Not all words had correspondences in the dictionary, which is of course a little sad, with the English language such problems practically do not arise. Therefore, I decided to show the emotional coloring of the most frequently repeated words. It is these words that the listener most often hears, and it is they that have the most powerful effect on him and determine the perception of the whole song. In general, if the reader is even a little familiar with the work of all authors, then he is unlikely to be surprised. Well, if for someone the analyzed names are new, then please welcome, get acquainted with their work. Below you can see the graphs. For all artists, the most frequently used words are shown.

Morgenstern. The repetition rate of a word is more than 10 times. The abundant number of red columns stands out quite strongly, and if you sort out what these words are, it becomes doubly sad from what message this artist carries to his audience.

image

Pharaoh . The lexicon also leaves much to be desired. Frequency more than 20 times.

image

Next is the time for the old-timers of the Russian rap scene. Those for whom it is really not a shame, and can be recommended for listening.

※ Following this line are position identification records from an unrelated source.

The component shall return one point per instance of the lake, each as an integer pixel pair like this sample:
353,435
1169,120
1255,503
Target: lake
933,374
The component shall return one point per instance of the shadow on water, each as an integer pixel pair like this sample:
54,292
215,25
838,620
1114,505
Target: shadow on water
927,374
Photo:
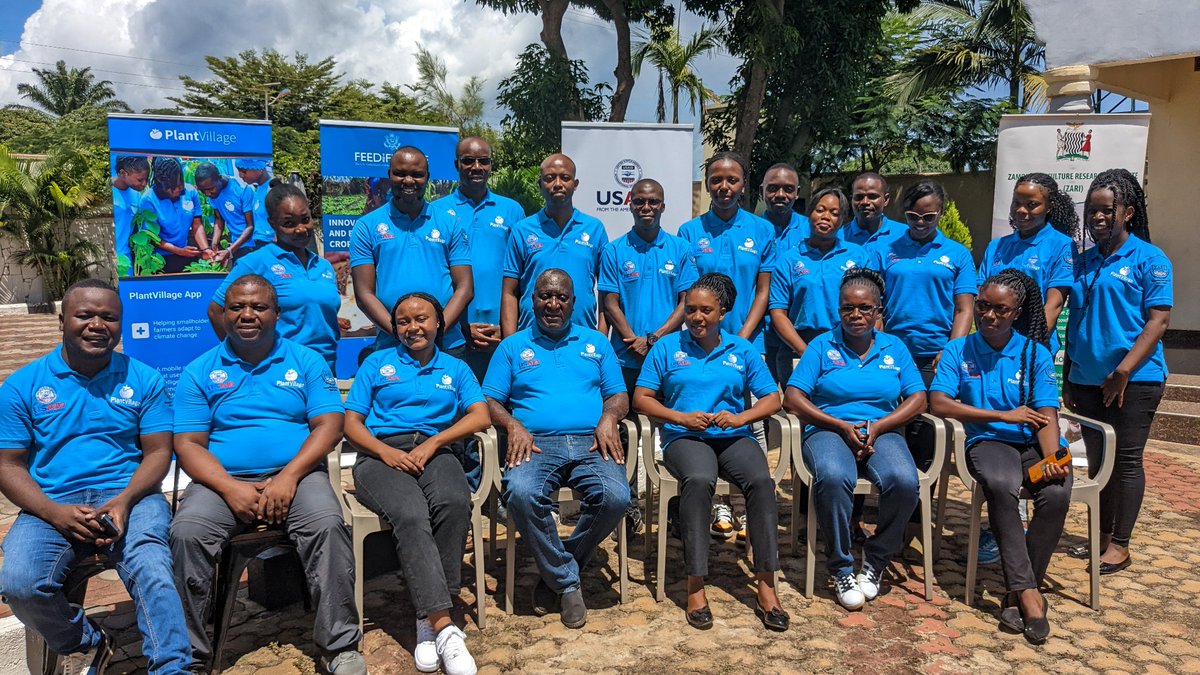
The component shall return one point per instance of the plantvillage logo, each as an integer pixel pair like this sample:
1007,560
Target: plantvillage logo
1074,143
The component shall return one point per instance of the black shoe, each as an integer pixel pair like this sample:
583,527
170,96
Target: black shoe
545,599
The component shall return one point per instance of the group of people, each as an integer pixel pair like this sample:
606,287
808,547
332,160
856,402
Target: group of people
549,332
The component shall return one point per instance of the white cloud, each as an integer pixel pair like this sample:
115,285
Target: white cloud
144,45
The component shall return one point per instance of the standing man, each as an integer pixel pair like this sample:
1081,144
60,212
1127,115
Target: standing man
559,236
563,384
408,245
485,217
84,446
255,418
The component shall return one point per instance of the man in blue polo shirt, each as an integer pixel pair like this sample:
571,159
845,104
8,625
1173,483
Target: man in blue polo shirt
556,237
408,245
85,437
255,418
485,217
869,196
563,386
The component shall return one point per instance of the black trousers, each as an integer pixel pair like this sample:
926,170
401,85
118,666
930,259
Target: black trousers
1002,470
1121,499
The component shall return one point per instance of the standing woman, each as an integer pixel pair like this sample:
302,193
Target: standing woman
1007,395
807,280
857,388
407,405
930,280
304,281
1120,309
705,376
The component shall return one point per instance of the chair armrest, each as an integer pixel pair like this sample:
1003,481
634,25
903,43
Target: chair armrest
1110,444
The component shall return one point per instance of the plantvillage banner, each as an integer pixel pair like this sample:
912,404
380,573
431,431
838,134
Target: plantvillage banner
172,240
354,157
611,157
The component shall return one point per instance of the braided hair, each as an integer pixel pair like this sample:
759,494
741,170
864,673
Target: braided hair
1030,322
1060,208
438,312
720,286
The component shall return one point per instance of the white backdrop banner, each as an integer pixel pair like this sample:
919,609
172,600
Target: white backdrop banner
1072,148
611,157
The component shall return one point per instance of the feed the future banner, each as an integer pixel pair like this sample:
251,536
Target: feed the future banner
354,159
172,239
1072,148
611,157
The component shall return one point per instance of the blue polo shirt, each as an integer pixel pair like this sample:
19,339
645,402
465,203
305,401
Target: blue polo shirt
982,377
690,380
537,244
648,278
174,216
256,416
741,248
233,203
851,389
82,432
1105,322
807,284
922,281
555,388
411,255
309,298
486,226
856,233
1047,257
399,395
125,205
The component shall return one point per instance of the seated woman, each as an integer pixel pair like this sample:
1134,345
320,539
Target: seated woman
856,388
1008,399
705,376
407,405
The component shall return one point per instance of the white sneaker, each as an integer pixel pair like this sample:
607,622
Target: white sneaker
453,651
849,593
869,581
425,653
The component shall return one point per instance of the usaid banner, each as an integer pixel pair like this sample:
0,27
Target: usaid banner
610,157
1072,148
354,157
172,240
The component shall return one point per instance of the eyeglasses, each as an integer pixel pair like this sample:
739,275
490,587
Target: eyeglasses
865,310
928,219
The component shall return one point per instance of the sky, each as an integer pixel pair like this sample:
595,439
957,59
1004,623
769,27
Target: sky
143,46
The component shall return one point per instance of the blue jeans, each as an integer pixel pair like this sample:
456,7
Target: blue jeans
565,461
834,473
36,562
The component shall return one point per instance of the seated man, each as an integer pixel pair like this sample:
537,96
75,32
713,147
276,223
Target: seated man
255,418
84,446
564,386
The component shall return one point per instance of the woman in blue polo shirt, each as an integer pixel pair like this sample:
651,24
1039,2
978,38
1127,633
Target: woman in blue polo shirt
857,388
407,405
807,279
703,376
304,281
1007,395
1120,308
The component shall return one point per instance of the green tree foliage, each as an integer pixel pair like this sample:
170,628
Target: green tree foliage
40,203
63,90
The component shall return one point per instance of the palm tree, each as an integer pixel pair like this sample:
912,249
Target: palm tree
673,59
970,43
63,90
40,203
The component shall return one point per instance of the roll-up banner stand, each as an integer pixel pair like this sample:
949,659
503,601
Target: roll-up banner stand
610,157
159,217
354,157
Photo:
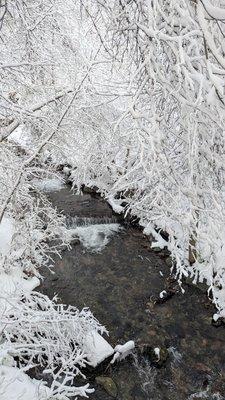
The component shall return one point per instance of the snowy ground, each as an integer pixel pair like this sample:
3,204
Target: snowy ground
14,383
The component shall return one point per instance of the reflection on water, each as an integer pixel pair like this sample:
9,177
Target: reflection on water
121,283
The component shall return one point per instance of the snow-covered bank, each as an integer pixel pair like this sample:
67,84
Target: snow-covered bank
37,331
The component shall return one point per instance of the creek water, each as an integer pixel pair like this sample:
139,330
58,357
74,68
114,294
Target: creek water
113,271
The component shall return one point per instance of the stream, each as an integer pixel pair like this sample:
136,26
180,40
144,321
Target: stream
112,270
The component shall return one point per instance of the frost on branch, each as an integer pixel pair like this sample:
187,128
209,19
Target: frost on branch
40,332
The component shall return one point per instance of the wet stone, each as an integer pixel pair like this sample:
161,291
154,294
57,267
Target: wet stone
117,283
108,384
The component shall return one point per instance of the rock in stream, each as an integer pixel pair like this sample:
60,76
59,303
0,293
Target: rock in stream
121,284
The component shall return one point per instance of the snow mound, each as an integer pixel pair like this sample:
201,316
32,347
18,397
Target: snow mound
6,234
96,348
16,385
95,237
49,185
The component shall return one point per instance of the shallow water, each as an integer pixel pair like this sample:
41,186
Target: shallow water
121,283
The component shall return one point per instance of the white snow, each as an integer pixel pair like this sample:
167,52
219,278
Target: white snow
157,352
95,237
6,234
162,294
12,284
20,137
49,185
96,348
16,385
115,204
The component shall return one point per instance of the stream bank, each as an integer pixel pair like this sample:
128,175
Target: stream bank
121,285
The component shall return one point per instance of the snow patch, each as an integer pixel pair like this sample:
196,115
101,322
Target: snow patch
6,234
11,287
96,348
49,185
95,237
16,385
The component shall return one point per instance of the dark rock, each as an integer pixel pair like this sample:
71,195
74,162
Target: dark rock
108,385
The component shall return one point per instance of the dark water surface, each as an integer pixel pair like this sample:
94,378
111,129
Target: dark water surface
121,285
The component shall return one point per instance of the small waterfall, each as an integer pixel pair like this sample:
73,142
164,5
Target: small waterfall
74,222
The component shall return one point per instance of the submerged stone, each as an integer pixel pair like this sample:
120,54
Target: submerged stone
108,385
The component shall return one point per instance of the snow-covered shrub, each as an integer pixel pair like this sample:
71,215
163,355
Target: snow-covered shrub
38,331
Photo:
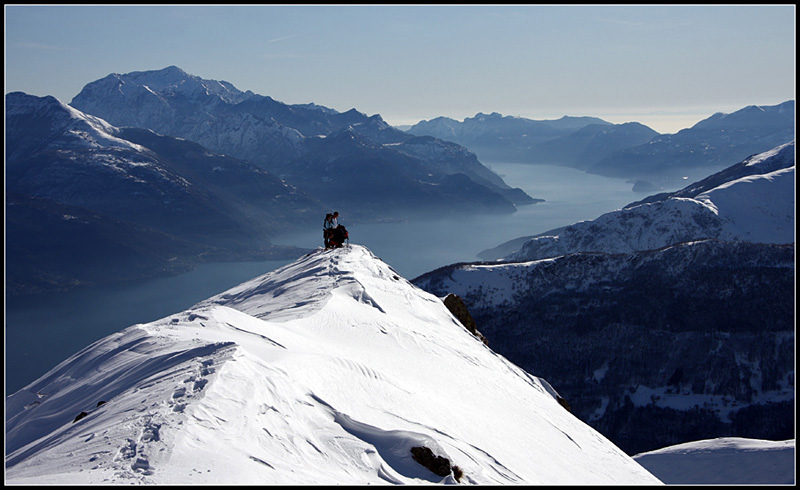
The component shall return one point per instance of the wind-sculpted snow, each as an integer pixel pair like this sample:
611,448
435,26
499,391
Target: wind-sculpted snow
667,321
327,371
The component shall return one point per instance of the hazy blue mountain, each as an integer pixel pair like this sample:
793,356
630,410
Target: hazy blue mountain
710,145
286,139
631,150
591,143
497,138
133,189
669,321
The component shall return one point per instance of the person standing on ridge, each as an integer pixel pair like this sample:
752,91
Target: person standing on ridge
331,223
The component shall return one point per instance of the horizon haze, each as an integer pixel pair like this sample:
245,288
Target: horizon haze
667,67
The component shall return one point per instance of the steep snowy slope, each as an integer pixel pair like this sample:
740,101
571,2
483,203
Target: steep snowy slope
326,371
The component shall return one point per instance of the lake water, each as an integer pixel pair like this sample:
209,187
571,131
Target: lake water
40,334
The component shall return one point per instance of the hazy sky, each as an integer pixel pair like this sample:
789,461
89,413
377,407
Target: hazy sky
664,66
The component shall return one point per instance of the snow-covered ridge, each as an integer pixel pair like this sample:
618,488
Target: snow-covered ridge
724,461
327,371
83,129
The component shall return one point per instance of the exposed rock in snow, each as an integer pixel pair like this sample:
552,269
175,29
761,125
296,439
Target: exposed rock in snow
329,370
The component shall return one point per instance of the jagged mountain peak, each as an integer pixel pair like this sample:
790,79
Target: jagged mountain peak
330,370
33,121
167,82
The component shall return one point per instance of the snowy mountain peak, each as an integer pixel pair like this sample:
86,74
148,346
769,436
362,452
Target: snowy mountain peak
330,370
64,125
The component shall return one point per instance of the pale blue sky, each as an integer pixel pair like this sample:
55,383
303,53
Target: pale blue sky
664,66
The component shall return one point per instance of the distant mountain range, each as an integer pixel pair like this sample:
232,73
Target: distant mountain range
631,150
669,321
87,202
349,161
163,170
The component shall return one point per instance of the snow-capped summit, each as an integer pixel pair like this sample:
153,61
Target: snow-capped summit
330,370
33,120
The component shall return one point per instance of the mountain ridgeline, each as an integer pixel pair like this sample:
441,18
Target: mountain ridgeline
350,161
151,173
630,150
668,321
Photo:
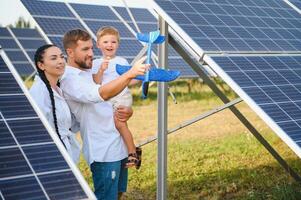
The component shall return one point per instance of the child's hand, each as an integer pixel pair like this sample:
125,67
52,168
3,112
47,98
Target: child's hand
104,65
139,68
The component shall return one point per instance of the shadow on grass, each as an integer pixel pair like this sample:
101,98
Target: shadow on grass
263,182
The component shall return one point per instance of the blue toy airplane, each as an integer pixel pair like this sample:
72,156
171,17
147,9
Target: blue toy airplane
153,74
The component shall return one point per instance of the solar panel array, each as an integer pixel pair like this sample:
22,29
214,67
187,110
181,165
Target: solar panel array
269,83
30,39
31,165
296,3
96,16
13,50
146,23
236,25
56,20
273,83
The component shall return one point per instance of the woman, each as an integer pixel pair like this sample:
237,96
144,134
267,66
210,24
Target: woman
50,64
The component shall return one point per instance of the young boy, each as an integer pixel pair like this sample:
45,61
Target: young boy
104,71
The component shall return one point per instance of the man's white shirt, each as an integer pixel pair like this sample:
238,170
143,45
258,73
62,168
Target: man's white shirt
101,140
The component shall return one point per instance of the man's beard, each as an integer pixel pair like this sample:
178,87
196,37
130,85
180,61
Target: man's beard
82,64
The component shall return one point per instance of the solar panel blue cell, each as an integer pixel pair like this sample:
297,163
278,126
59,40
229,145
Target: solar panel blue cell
69,186
10,158
46,8
8,44
31,190
296,3
29,131
13,106
31,44
8,84
3,67
129,47
6,137
58,41
57,26
274,84
44,158
24,68
142,15
16,55
123,13
123,30
26,32
94,12
258,95
263,24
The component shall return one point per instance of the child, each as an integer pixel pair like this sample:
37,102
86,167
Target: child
104,71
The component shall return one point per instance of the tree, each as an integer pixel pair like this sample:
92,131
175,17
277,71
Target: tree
21,23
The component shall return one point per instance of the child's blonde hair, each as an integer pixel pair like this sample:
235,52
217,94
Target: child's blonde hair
107,30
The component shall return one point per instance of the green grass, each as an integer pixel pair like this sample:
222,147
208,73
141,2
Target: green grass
230,166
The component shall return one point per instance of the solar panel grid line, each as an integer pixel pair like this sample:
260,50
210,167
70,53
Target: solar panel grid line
255,106
81,21
131,16
24,155
46,125
255,22
180,34
294,4
23,50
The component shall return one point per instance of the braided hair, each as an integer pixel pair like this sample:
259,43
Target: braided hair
38,57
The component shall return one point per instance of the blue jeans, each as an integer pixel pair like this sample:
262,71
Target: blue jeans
109,179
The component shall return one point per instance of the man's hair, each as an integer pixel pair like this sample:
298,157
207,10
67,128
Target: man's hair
107,30
71,37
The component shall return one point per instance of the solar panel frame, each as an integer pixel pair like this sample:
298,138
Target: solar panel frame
264,101
7,183
148,23
259,44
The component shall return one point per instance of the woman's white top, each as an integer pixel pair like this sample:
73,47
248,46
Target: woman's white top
65,122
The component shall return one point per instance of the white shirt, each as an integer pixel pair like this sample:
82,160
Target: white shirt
101,140
41,96
110,73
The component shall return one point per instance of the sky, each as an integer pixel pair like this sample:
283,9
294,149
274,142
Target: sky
11,10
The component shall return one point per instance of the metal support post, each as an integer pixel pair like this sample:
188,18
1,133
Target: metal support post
162,117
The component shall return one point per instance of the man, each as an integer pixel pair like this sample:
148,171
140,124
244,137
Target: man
103,146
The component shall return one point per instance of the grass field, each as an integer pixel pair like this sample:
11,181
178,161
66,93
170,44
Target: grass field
216,158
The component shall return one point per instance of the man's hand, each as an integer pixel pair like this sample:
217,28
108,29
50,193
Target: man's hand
123,113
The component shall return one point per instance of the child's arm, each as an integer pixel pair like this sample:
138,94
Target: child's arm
99,75
134,82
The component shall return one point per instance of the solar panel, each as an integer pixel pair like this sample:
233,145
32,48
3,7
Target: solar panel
146,23
271,85
296,3
31,164
96,16
54,18
235,26
14,52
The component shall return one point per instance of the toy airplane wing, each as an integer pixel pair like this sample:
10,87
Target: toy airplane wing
152,37
155,74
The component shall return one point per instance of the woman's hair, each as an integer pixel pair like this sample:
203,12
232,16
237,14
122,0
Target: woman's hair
38,57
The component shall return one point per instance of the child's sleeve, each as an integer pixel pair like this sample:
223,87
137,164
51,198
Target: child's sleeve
95,66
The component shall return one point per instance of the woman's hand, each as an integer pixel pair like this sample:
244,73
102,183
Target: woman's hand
123,113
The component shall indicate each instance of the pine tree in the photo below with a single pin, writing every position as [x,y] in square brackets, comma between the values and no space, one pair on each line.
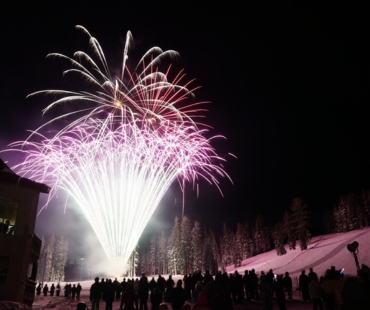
[60,259]
[301,221]
[278,237]
[289,230]
[49,252]
[211,237]
[152,264]
[41,261]
[196,244]
[261,236]
[174,248]
[186,248]
[226,246]
[162,254]
[240,245]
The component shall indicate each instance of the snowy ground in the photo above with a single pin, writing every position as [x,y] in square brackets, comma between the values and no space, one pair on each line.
[322,253]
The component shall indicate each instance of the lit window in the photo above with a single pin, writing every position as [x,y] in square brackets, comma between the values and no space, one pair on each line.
[8,215]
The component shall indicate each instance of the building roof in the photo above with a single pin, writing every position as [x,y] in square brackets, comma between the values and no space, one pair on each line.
[8,175]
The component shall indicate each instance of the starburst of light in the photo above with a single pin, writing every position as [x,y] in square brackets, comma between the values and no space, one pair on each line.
[121,152]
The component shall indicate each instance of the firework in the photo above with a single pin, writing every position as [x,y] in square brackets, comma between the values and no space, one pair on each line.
[133,137]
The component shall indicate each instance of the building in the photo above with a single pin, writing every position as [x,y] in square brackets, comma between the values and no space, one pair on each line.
[19,246]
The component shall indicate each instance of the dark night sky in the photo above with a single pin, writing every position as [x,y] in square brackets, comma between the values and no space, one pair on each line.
[289,86]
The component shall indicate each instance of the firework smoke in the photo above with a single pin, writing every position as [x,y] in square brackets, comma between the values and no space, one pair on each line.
[126,141]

Caste . Bright predominance of words with a positive connotation. And negative words are not shocking with their immorality. Frequency> = 25

image

And finally, the rhyme master and the words Noize Mc (frequency> = 30).

image

The abundance of negatively colored vocabulary, which Morgenstern and Pharaoh use in their songs, affects the perception of their songs and the mood that they broadcast. It’s hard to get pleasant emotions from the music when it does its best to force you to do the opposite.
Since the used dictionary with sentimental analysis does not contain all the words, it is difficult to draw a 100% and sure conclusion about the mood of the songs by the artists, since a lot also depends on the context. However, I will show you how many and what words the artists use (from what they managed to attach).

image

Obviously, most of the words of all artists have a neutral tint, which practically does not affect the listener. But, interestingly, Pharaoh and Morgenstern use more words with a negative connotation than with a positive one. And this, despite the inferiority of the dictionary and the absence there of a lot of obscene words and their variations (the dictionary contains 28,248 words and I had to add some of them manually).

image

Caste and Noise Ms are also led by neutral words, but in second place are positive ones that do not cause us negative emotions.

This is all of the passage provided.